Die Einmaligkeit und Unwiederholbarkeit allen Geschehens bestimmen die Wirklichkeit. Selbst bei einer vollkommenen Reproduktion der Dinge und Szenerien wäre alles doch unvermeidbar in einem anderen Raum und in einer anderen Zeit.
Daß Martin Bruch seine eigenen Stürze und nicht etwa die von ihm abgesetzten, ihn nicht unmittelbar berührenden Ereignisse auf der Straße dokumentiert, verleiht seinen Photos eine brisante existentielle Relevanz.
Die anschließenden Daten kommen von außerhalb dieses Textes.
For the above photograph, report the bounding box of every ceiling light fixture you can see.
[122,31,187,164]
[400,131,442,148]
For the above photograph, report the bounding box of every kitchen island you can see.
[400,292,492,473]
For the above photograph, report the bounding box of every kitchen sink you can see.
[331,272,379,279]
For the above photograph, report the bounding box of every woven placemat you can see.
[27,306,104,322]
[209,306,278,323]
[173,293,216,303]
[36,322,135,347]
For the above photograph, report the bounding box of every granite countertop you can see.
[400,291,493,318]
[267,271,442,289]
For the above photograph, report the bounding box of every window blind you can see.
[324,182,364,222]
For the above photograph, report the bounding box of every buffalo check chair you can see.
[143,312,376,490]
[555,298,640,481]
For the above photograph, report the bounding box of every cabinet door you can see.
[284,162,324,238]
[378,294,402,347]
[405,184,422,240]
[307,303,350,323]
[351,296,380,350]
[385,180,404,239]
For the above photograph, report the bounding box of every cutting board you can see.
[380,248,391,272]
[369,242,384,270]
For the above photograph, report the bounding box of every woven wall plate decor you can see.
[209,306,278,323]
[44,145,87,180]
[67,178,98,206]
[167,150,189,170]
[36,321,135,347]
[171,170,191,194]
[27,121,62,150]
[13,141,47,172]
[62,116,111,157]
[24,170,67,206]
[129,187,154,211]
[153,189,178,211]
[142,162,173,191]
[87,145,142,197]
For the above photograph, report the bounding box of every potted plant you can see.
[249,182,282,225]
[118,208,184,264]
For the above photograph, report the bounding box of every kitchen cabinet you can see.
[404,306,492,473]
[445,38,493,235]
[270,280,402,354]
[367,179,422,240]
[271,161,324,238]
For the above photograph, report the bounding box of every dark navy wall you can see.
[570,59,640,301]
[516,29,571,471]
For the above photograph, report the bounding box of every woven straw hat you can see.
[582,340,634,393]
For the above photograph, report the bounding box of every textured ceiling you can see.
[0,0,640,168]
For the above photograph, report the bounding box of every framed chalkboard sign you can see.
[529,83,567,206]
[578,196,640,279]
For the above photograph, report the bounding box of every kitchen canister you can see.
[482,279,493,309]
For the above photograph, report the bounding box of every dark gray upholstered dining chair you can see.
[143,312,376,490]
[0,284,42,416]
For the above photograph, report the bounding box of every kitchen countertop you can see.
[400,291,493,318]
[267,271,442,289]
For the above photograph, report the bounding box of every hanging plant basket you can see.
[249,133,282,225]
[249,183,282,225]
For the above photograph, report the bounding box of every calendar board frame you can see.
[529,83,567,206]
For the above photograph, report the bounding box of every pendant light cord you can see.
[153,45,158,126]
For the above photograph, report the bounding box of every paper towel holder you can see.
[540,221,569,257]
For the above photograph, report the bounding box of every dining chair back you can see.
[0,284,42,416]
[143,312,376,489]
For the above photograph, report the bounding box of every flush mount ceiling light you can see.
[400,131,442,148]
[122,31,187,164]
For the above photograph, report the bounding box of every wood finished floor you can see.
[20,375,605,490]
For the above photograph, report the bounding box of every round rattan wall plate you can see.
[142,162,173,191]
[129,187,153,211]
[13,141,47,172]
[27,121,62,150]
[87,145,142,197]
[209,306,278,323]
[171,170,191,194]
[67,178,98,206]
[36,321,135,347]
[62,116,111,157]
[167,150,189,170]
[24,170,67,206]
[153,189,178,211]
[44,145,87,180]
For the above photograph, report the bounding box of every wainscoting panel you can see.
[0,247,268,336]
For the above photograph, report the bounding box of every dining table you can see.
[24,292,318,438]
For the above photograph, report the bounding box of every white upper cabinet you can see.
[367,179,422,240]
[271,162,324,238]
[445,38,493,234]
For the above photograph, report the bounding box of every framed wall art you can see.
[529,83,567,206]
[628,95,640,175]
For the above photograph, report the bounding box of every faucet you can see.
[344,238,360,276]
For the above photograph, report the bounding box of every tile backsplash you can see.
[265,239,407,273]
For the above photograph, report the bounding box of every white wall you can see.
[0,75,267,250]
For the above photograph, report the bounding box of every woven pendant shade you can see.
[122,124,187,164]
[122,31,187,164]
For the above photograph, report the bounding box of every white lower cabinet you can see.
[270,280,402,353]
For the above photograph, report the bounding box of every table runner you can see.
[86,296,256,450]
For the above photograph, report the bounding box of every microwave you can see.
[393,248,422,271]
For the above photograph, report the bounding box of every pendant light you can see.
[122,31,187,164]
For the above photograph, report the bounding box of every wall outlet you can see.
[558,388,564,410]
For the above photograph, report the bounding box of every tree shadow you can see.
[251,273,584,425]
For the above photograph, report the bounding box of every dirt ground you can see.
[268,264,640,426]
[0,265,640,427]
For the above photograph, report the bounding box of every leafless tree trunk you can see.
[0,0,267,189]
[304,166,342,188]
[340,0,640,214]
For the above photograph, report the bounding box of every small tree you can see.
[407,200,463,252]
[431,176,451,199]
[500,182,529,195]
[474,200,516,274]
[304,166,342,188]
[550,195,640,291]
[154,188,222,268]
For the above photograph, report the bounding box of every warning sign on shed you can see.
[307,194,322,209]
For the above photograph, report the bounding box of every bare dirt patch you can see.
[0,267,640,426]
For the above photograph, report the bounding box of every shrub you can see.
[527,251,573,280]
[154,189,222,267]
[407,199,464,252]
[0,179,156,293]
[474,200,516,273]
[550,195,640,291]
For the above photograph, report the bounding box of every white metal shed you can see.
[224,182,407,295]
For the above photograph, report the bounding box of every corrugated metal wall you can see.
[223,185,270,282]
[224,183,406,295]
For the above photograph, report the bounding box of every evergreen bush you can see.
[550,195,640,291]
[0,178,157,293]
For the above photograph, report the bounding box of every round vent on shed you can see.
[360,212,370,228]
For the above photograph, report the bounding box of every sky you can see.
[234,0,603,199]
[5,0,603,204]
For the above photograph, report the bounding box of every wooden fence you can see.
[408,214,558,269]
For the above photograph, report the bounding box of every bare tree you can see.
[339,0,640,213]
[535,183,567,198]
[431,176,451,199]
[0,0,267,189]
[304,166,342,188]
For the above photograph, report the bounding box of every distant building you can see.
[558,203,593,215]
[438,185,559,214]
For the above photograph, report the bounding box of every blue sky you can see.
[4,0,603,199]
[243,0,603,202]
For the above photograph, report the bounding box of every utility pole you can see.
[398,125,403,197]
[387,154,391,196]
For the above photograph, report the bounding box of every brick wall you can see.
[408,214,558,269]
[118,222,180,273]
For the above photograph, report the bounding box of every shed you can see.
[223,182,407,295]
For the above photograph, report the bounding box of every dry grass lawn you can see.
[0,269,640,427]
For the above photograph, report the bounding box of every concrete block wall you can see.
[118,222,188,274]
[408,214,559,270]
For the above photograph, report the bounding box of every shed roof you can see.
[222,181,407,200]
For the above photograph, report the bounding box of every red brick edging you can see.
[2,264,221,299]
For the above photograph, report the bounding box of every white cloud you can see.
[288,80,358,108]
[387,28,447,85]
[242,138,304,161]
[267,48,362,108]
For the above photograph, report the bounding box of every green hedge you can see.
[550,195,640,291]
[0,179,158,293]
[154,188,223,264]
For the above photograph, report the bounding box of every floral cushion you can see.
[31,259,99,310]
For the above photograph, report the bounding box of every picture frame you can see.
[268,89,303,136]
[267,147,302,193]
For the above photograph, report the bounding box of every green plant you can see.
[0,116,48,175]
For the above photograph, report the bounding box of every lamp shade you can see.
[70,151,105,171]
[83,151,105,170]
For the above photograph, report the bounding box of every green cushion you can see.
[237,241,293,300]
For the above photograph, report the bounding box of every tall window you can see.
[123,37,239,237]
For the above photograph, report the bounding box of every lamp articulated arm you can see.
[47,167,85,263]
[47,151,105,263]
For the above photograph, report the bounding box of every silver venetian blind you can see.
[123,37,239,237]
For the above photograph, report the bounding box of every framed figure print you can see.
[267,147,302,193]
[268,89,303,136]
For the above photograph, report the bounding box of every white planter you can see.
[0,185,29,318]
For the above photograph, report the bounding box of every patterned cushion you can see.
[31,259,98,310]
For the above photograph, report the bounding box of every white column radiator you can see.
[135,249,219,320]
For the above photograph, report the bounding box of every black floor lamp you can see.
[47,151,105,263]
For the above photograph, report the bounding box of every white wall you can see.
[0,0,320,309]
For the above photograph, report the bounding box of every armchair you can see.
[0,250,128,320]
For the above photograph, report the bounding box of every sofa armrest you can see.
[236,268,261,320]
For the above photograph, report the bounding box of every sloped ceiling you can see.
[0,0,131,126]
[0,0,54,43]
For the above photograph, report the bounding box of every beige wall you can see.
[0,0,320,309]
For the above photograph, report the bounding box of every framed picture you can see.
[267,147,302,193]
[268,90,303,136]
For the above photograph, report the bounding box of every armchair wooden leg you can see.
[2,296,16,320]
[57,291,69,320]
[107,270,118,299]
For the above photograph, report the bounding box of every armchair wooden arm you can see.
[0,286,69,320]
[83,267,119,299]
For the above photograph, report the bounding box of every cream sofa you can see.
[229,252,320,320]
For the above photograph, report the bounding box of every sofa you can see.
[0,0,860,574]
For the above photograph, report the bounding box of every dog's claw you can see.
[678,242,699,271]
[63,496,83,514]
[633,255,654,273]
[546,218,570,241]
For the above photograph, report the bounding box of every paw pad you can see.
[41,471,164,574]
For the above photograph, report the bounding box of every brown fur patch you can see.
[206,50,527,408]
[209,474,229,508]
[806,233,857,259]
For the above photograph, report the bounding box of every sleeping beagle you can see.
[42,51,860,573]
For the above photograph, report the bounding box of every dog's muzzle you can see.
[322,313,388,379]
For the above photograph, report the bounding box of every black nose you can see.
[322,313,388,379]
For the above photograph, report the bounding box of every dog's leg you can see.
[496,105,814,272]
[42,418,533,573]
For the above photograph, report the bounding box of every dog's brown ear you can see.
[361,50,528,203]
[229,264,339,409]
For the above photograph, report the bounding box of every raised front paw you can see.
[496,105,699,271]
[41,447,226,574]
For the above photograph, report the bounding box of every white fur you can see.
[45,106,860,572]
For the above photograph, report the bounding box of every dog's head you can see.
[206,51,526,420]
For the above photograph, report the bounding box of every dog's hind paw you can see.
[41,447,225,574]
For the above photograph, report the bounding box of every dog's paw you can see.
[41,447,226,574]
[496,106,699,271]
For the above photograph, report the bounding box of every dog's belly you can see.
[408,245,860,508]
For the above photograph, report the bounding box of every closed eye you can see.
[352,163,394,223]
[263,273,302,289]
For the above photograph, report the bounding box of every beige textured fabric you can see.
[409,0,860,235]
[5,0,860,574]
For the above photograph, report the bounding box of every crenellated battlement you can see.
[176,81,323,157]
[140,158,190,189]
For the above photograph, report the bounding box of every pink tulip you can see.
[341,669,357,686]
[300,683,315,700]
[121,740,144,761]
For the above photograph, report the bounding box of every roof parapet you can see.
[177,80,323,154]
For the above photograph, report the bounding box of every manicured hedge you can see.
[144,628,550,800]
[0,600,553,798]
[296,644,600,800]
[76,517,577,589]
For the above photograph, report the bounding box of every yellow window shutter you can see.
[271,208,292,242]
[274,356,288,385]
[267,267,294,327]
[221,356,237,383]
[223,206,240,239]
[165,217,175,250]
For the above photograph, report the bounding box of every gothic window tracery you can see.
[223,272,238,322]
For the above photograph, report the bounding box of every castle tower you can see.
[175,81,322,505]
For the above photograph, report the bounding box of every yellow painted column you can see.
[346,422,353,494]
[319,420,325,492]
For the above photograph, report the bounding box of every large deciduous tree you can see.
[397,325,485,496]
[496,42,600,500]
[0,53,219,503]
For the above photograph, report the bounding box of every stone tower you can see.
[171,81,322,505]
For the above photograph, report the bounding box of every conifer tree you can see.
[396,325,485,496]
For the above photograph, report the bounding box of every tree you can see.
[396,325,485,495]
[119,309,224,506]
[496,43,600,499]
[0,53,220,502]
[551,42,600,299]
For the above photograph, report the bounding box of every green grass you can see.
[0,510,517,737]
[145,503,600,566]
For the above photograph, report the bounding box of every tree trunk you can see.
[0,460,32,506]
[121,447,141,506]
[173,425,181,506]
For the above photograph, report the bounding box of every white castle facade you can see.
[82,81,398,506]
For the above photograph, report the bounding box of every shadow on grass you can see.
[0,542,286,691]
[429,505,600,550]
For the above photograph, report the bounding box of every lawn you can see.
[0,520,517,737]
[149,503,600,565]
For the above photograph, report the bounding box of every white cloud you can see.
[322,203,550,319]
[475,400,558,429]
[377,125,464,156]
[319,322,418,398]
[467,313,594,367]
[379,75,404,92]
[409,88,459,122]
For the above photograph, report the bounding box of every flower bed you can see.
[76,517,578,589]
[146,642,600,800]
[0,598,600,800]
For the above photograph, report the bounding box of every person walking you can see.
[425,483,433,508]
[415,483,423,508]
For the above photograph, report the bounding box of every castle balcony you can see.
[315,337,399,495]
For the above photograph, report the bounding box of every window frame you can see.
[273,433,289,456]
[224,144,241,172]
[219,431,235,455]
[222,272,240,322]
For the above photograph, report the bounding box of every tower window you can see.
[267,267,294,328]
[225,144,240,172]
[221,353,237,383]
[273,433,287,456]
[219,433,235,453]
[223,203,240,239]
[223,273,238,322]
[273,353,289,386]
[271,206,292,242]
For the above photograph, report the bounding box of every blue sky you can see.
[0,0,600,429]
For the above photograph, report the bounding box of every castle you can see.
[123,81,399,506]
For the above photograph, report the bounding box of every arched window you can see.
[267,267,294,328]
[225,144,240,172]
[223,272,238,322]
Hier geht es um ihn selbst, das Bildmotiv ist eng mit seiner Person verbunden. Dem entspricht die formale Struktur seiner Bilder. Im Sturz verändert sich das Sichtbare in einem einzigen Augenblick. Nur langsam stellt sich wieder eine Kontinuität her zu dem, was vorher war. Die meisten Gegenstände im Raumerscheinen in Untersicht. Die Faszination vieler seiner Photos erklärt sich aus der Umsetzung eines vertrauten Dingzusammenhangs ins Ungegenständliche oder Verfremdete durch den Zufall. Seine Umgebung zeigt sich in einer ungewöhnlichen Perspektive. Die abgebildeten Objekte sind oft nur Fragmente, ihre Identifikation ist manchmal schwierig. Personen sind selten zu sehen und wenn, dann überrascht vom Sturz des Photographen.
Der Körper des Künstlers selbst kann – der Aufnahmesituation entsprechend – immer nur im Vordergrund und nur in engen Bildausschnitten sichtbar sein.
Der konzeptuelle Ansatz des Werkes von Martin Bruch wird am deutlichsten in den an Stelle von Photos eingestreuten schwarzen Flächen. Bei diesen Stürzen gab es keine Gelegenheit zu Photographieren. Geblieben aber sind die Angaben des Ortes und der Zeit. Der Leser kommt durch sie zu einer vorgestellten Situation, die auf diffuse Weise mit den Szenerien der anderen Bilder korrespondiert.
Die Photos von Martin Bruch sind das künstlerische Resultat eines subtilen Konzepts, das sich in seiner Komplexität auf elementare Probleme des Persönlichen und auf das Sichtbare und seine durch äußere Umstände plötzlich verursachten Veränderungen bezieht.